Skrrrrrrrrttttch — I looked down at the barren, purple wasteland that was formerly my chest. As the fluorescent lights flickered from the ceiling, small droplets of blood began to rise like pools of acid around my belly button, while random patches of hair still clung to their afterlife. Mileena began to carefully pluck the remaining hairs on my stomach with a tweezer, and I felt the buzz of my Nokia cell phone. It was a text from Jeffrey Lee, a well-connected friend and local fashion stylist.
“Great news James! I think I finally have a show for you!”
Zebraclub was an urban clothing boutique carrying hot brands like G Star Raw and Diesel, and had several locations in Seattle and Vancouver, British Columbia. Jeffrey informed me I would walk the show for their 2004 fall collection at Neighbours, a popular gay nightclub in Seattle. Only I’d be paid in clothing and gift certificates that totaled just under $200 — the professional equivalent of receiving a Starbucks gift card for Christmas.
Still in need of real money, I decided to make a quick buck before my catwalk debut. After several rounds of Long Island Iced Tea at R place, I entered the strip contest knowing I’d need to turn in a spectacular performance. I decided to show off my athletic prowess by jumping to the adjacent stage featuring the stripper pole, but in mid-air, I was reminded that my pants were still around my ankles.
“OOOOOOH!” the crowd roared. I was lying face down in front of several hundred people. “That bitch went dooooown!” exclaimed a twink in the front row. Tito announced my third-place finish and a $50 prize, and I knew I had deeply damaged my brand.
A week later at Zebraclub, Jeffrey and I gathered pieces together at a model fitting for the coming Nieghbours fashion show. I could barely walk from a severe bone bruise to my leg, and my stomach and chest were covered with ingrown hairs. Since I couldn’t fit my leg into slim black jeans and needed to incorporate my limp, I told Jeffrey that we’d go with a “slick hip-hop look.” I put on wide-legged Diesel jeans, covered my chest with a white Penguin vest and wore a backwards, plastic green visor. I would make my catwalk debut dressed as a gay Kevin Federline.
As I drove home from my first fitting as a real model, I couldn’t help but feel like my path to stardom was laid out in front of me and my 1988 Toyota Tercel. My muffler had fallen off earlier in the middle of a downtown Seattle intersection, but I was too excited by my burgeoning career to be bothered. As my car grumbled up Pike Street, I saw the muffler still sitting in the middle of the next intersection. It was rush hour, and amidst honking horns, I stopped my car and opened the door. I knew I was having a moment.

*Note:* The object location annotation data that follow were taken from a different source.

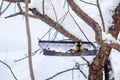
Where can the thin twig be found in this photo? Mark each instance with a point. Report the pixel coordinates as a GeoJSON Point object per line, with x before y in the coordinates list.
{"type": "Point", "coordinates": [43, 6]}
{"type": "Point", "coordinates": [101, 16]}
{"type": "Point", "coordinates": [9, 69]}
{"type": "Point", "coordinates": [1, 6]}
{"type": "Point", "coordinates": [1, 12]}
{"type": "Point", "coordinates": [88, 3]}
{"type": "Point", "coordinates": [12, 15]}
{"type": "Point", "coordinates": [19, 7]}
{"type": "Point", "coordinates": [54, 11]}
{"type": "Point", "coordinates": [85, 60]}
{"type": "Point", "coordinates": [27, 56]}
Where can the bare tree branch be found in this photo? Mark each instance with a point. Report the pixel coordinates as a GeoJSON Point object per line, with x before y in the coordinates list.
{"type": "Point", "coordinates": [27, 56]}
{"type": "Point", "coordinates": [1, 12]}
{"type": "Point", "coordinates": [53, 24]}
{"type": "Point", "coordinates": [29, 41]}
{"type": "Point", "coordinates": [9, 69]}
{"type": "Point", "coordinates": [88, 3]}
{"type": "Point", "coordinates": [92, 23]}
{"type": "Point", "coordinates": [101, 16]}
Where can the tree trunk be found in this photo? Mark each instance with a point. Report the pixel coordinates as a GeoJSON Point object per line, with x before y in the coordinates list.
{"type": "Point", "coordinates": [101, 60]}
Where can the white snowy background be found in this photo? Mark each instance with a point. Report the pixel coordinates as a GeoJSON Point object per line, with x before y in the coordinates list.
{"type": "Point", "coordinates": [13, 41]}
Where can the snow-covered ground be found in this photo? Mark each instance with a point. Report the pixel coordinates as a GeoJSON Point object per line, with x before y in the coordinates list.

It was heavy and covered in black tar, but I’d show them how to pick up that muffler. I grabbed the steel tail pipe with one hand and the exhaust in the other; my triceps gleaming with sweat under the intent stare of halted traffic. I didn’t yet know what my future would bring, but I did know I was standing in front of a sea of flashing lights. I stood staring down the cars before me, daring them to run me over. With sixty pounds of tarred metal held perfectly upright from my crotch, I turned ever so slightly — and proudly gave them my left side.